Neo-liberal çağda genel bir retorik, “orta sınıfın güçlenmesinin kapitalizmin kurgusu içinde mümkün olabildiği kadarıyla eşitliğin gerçekleşebilmesinin yegâne koşulu olduğu” idi. Güçlü orta sınıfın aynı zamanda demokrasi ve özgürlükler içinde başlıca koşul olduğu propagandası aktif bir şekilde yapılıyordu. Bu propaganda o kadar etkiliydi ki, az ve çok ve azçok gelişmiş ülkelerin az gelişmiş kimi solcularını bile “liberal saplantılar” adına peşinden sürükledi. Bu savrulma öyle bir noktaya geldi ki bunu yeni sol teorilerinin nirengi noktası yapmaya bile arsızca başladılar. Bu durumun oluşmasında en büyük destek ise paradoksal olarak geleneksel sol teorilerin faşizm analizlerinden alınıyor olmasıydı.

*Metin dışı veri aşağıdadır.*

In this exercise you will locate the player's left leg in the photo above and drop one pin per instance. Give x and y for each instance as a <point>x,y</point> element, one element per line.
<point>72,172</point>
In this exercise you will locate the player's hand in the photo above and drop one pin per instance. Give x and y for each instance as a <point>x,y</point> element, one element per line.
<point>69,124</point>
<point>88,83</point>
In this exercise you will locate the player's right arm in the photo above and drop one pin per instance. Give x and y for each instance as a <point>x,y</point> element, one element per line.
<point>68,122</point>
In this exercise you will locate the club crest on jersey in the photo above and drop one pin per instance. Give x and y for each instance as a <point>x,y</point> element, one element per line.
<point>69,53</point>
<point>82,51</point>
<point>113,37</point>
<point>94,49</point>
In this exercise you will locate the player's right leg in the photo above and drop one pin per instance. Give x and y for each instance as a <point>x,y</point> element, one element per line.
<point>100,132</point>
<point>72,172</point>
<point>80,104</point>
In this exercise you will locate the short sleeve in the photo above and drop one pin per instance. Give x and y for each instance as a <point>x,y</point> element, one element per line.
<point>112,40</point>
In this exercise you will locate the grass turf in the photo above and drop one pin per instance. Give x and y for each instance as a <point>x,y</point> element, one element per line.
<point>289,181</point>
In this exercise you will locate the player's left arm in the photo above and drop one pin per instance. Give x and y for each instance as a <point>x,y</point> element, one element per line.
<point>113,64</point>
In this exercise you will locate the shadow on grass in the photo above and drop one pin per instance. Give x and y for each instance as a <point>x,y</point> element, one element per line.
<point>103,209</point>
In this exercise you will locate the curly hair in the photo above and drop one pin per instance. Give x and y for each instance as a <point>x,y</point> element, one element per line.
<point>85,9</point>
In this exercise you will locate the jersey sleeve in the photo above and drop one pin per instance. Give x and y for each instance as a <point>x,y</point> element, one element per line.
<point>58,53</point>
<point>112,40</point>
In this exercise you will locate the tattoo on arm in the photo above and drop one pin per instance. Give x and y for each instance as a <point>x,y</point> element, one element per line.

Bir küçük burjuva olarak yaşadıklarımdan öğrendiğim üzere dile getireceğim sav şudur: evet sanılanın aksine faşizm orta sınıfa oynar, diğer taraftan küçük burjuva ise tümüyle belirsiz doğası itibariyle tüm otoriter kurguların faşizmin ve onun versiyonunun –bence sanılanın sıklıkla anlatılanın-yazılıp çizilenin aksine- özünde başlıca düşmandır. Ve sosyalistlerin o şanlı işçi sınıfının ise dünya tarihi boyunca hiç ama hiçbir şekilde faşizmle herhangi bir “sorunu” olmamıştır. Her türden faşizmi özünde bir savaş hali olarak kabul etsek bile bu savaşta işçilerin bir sınıf olarak taraf olmak gibi bir sorunsalı yoktur, olmamıştır ve güne dönersek olmayacağı görülmüştür. Çünkü faşizm yalnızca sermaye mülkiyetine değil topyekûn mülkiyete sırtını dayayan bir kurgu olarak kendini biçimlendirmektedir. Bu konjonktürseldir. İslamcı faşizm çağdaş örnekleriyle sol teorisyenlere bunu göstermiş ancak onlar da görmemekte dirayetli davranmaya alabildiğine özen göstermişlerdir.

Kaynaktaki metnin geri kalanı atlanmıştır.